GRL/docs/TUTORIAL.md at main · lmgame-org/GRL

GRL — Customizing Training (Quick Start & Configuration)

This guide shows how to quickly run training and how to customize everything from basic runtime knobs to fine‑grained agent, environment, and PPO settings.

Quick start

Make sure dependencies are installed and you can access your target model (e.g., Qwen/Qwen2.5-0.5B-Instruct).
From the project root, run the training script: ./quick_train_qwen_halfb.sh.

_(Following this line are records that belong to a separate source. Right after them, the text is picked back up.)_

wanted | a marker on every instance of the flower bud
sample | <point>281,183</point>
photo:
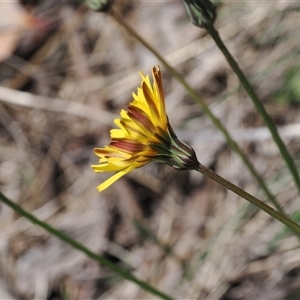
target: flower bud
<point>200,12</point>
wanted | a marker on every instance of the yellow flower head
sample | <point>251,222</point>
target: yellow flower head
<point>144,135</point>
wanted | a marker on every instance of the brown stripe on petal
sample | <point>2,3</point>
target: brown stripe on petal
<point>107,153</point>
<point>149,98</point>
<point>128,146</point>
<point>158,82</point>
<point>140,118</point>
<point>131,129</point>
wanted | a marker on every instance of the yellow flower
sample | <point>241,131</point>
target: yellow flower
<point>144,135</point>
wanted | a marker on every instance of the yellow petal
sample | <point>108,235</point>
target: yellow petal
<point>114,178</point>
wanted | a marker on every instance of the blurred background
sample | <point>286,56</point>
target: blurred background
<point>65,73</point>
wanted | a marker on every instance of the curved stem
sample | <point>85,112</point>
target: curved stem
<point>203,106</point>
<point>257,103</point>
<point>65,238</point>
<point>258,203</point>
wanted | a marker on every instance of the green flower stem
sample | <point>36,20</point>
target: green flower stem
<point>261,205</point>
<point>65,238</point>
<point>203,106</point>
<point>257,103</point>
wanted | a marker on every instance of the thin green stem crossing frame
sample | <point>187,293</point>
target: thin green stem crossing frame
<point>68,240</point>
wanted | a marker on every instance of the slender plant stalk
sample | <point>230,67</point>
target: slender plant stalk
<point>257,103</point>
<point>68,240</point>
<point>203,106</point>
<point>261,205</point>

That’s it for the first run. Next, tailor the run by editing a few variables directly inside the script.

Basic knobs (edit inside `quick_train_qwen_halfb.sh`)

Open quick_train_qwen_halfb.sh and adjust the variables at the top of the file. These are the most commonly tuned parameters:

CUDA_VISIBLE_DEVICES: Which GPUs to use (e.g., "0", "0,1").
AGENT_GROUP_NUM: Number of training groups. Groups run in parallel and each group shares a single random seed.
AGENT_GROUP_SIZE: Number of agents per group. Total training instances per rollout step = AGENT_GROUP_NUM × AGENT_GROUP_SIZE.
TRAINING_TASKS: Comma‑separated list of task names defined in configs/agents.yaml.
VALIDATION_TASKS: Comma‑separated list of validation task names (must match the lengths of validation group lists below).
VALIDATION_AGENT_GROUP_NUM: Comma‑separated per‑validation‑task group counts.
VALIDATION_AGENT_GROUP_SIZE: Comma‑separated per‑validation‑task group sizes.
N_GPUS_PER_NODE: Number of GPUs per node used by the trainer.
MODEL_PATH: Model identifier or local path (e.g., Qwen/Qwen2.5-0.5B-Instruct).
Optional labels: PROJECT_NAME, EXPERIMENT_NAME.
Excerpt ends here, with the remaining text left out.